TailorMed provides a patient-focused solution that makes it profitable to do good by aligning the financial needs of the healthcare organization and patient. The platform identifies financial barriers to care as early as the patient’s first visit using algorithms and advanced technology to predict each patient’s out-of-pocket-costs across his/her medical journey. The platform then eliminates patient barriers by automatically enrolling patients into assistance programs and suggesting optimal coverage options to ensure that a patient never has to make the trade-off between their care and their holistic well-being. Given that barriers to care can’t be resolved with a one-time fix, our platform monitors patients throughout their entire medical journey from re-enrollment to ordering free medications and supporting the provider revenue cycle management process to reduce the heavy lift of managing patient collections for assistance programs. Knowing that talking about costs can be daunting and overwhelming, our team of financial navigation experts are on-call to meet patients where they are. Each financial navigator guides patients through the assistance options available to them including pharmaceutical co-pays, national foundations, local non-profits, government assistance programs and new coverage options.

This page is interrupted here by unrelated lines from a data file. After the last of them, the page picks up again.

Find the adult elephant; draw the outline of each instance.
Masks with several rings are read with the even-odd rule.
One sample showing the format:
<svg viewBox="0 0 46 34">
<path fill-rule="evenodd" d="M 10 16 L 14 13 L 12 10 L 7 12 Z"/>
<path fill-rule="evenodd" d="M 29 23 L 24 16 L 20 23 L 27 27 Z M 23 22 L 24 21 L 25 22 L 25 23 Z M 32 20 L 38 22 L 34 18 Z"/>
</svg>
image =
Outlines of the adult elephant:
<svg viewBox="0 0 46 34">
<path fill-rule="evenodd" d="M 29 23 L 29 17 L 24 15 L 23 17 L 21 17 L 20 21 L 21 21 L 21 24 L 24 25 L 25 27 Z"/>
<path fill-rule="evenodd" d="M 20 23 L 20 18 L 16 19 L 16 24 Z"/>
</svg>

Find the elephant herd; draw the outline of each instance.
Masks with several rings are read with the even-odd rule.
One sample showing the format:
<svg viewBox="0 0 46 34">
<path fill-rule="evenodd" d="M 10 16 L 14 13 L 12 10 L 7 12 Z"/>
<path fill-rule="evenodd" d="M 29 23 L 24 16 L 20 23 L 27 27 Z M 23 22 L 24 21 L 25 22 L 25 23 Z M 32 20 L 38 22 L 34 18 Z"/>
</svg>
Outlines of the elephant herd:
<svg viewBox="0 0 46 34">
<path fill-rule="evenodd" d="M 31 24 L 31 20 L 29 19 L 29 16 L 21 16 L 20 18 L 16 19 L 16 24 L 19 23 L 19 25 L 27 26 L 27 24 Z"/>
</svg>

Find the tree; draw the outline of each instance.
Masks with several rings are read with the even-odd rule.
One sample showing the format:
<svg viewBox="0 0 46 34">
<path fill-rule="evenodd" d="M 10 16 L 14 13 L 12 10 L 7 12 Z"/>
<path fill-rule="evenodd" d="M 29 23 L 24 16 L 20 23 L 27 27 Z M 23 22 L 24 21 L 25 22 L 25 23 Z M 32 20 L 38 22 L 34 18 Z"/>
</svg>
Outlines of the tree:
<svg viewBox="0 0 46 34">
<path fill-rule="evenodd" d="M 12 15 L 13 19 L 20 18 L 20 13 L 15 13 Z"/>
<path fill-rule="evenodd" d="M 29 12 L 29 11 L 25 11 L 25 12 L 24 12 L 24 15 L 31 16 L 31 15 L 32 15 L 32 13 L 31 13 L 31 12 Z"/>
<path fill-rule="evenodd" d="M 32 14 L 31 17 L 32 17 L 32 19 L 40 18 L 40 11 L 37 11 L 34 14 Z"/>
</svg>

First and foremost, our solution is focused on alleviating the immediate financial barriers between patients and their care. This mission drives the product innovation and heart of our company. Second, our platform proactively identifies patients with high financial risk. It predicts patient financial risk, creates a curated set of financial assistance programs for each patient, and stratifies patient populations based on financial risk. This allows healthcare teams to quickly identify the highest risk patients and automatically enroll them into financial resource programs. The platform provides access to over 5,000 financial programs that’s updated in real time. Clients have reported that the platform’s proactive notifications have enabled staff to match and enroll patients in funding opportunities even before a foundation announced their availability. Additionally, our solution has brought value across multiple patient populations and healthcare organizations. We have worked with organizations ranging from community oncology practices and specialty pharmacies to large integrated health systems; across diagnoses from heart failure, COPD and multiple sclerosis to cancer; and have been able to assist patients across the income, insurance and geographic landscape. Whether a patient is uninsured or has an employer-sponsored plan, our platform can help them get over the financial mountain to access care. Lastly, we are able to deliver clear ROI for healthcare organizations and improve patient quality of life by ensuring that providers are able to capture revenue from previously uncollected services and patients receive the funding for medical expenses at the time they need it.
Over the last few years, we've analyzed over 1 million patients, 50 hospitals and over 200 clinics and 300 pharmacies. We've generated an average $2,500 in revenue per patient per provider organization and provided an average of $30,000 per patient in free medications and financial grants. These two clients are representative of our platform’s impact. Providence Oregon created a Medication Assistance Program (MAP) to help low income, underinsured, and uninsured patients who need access to prescription drugs. Leveraging our platform, they successfully enrolled 1,941 patients in 2,970 financial resource programs from March 2020 through April 2021. They achieved $20.0M in patient benefit, while delivering $48.3M in cost avoidance. Augusta Oncology, believing in no cancer patients left behind, started using TailorMed’s platform to tackle the high cost of cancer care. Augusta Oncology surpassed its 2020 patient financial resource enrollments in just the first 6 months of 2021. Halfway into the year, they’ve created $3.1M in patient benefit. For both organizations, TailorMed helped their staff proactively identify patients at risk of not affording treatment, uncover matching financial resources – such as copay cards and free drug programs – and quickly enroll them. The platform also met their needs by alerting them of top funding opportunities for patients with the highest financial risk, monitoring and acting on pending renewals, and tracking funds. According to Augusta Oncology’s CEO, Tracy Duffie, “TailorMed has enabled us to create opportunities for more patients in our communities without financial resources.”
We believe that we are uniquely poised to elevate the issues around patient cost by demonstrating our ability to understand that cost is a factor in every patient’s medical journey but it does not have to be a barrier to care.